Monday, January 23, 2017

Tenth Explains Limits of Attorney-Client Privilege When Corporate Counsel is Involved; Convictions Affirmed

U.S. v. Merida, 828 F.3d 1203 (7/12/16)(Published)(Okl.) - The 10th affirms convictions for fraud, embezzlement and failing to report income on tax returns, holding Mr. Merida's statements under oath during an investigation were not covered by an attorney-client privilege with the Choctaw Nation's counsel. Mr. Merida was the Nation's executive director of construction. At the beginning of the interrogation, the Nation's attorney told Mr. Merida his statements were covered by attorney-client privilege because he worked for the tribe. Counsel also announced the Nation asserted any privilege and all Mr. Merida's statements were confidential. The Nation gave the transcript of the questioning to the government. At trial, during the government cross of Mr. Merida, he admitted he had made a couple of inaccurate sworn statements during the investigatory interrogation. Defense counsel moved for a mistrial on the ground that whatever Mr. Merida said during the interrogation was covered by attorney-client privilege. The 10th notes any privilege from communications between corporate counsel and corporate officers, such as Mr. Merida, belong only to the corporation, not the officer. An officer can assert the privilege only if corporate counsel conversed with the officer in an individual capacity. There are five prerequisites for counsel-officer conversations to be privileged on behalf of the officer: (1) the officer approached counsel for legal advice; (2) the officer made it clear the officer was approaching in his individual capacity; (3) counsel communicated with the officer in his individual capacity, knowing there could be a possible conflict; (4) the conversations were confidential; (5) the substance of the conversations did not concern corporate matters. Mr. Merida had failed to meet at least 4 [(1)-(3) & (5)] of the requirements. And the Nation waived its privilege when it gave the statements to the U.S. Attorney. Plus any error would be harmless, given the overwhelming evidence, the 10th says. The 10th is not impressed by Mr. Merida's claim the case was close because the jury felt it was deadlocked at one point. The jury only indicated it was deadlocked on one count and it convicted Mr. Merida of 6 of the 7 counts.

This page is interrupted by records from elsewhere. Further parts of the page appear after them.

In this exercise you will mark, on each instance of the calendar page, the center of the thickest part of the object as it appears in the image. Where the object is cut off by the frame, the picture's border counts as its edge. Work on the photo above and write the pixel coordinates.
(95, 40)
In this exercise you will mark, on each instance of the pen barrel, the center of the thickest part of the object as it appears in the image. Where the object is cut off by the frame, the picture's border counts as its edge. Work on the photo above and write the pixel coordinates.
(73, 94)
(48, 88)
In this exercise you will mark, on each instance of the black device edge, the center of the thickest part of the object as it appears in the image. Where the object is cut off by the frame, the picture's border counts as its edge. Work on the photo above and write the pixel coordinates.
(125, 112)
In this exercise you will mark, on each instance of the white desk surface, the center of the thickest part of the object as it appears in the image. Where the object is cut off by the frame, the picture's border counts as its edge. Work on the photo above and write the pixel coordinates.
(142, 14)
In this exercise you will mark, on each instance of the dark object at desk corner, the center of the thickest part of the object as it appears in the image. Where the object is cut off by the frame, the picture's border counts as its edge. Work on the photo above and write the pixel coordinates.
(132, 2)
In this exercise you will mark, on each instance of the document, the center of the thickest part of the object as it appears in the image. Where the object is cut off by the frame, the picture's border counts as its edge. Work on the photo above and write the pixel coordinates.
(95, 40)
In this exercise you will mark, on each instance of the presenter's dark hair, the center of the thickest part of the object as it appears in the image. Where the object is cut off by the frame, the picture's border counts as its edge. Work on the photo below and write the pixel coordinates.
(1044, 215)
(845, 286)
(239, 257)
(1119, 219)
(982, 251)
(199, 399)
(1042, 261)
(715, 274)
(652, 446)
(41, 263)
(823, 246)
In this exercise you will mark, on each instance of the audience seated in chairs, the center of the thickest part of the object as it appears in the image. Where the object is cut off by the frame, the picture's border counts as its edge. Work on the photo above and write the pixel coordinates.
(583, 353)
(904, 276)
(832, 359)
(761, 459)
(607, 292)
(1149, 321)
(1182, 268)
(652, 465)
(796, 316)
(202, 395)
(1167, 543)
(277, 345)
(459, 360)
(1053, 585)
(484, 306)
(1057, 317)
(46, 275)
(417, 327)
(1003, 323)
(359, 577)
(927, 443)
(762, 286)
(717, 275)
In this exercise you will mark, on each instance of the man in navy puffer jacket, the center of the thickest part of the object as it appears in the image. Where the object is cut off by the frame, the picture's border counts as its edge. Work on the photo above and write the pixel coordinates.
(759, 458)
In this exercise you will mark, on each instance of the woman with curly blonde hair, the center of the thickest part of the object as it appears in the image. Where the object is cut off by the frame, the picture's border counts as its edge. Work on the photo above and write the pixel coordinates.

Judge Lucero concurs. He makes explicit what he thinks the majority implicitly ruled. Judge Lucero finds the privilege would not apply here even assuming without deciding that the privilege applies when a corporate counsel reasonably suggests to a layperson that a personal privilege exists, The judge concedes that a layperson might have missed the nuance of the Nation/individual distinction when counsel declared the statements were covered by the privilege. But the circumstances made it unreasonable for Mr. Merida to believe the conversation was privileged because: his supervisor ordered him to undergo the interrogation; and he was told the investigation's purpose was to help the Nation in an ongoing civil trial. Plus Mr. Merida's false statements showed he didn't really believe his statements would be kept confidential. This is apparently so because clients never lie to their attorneys.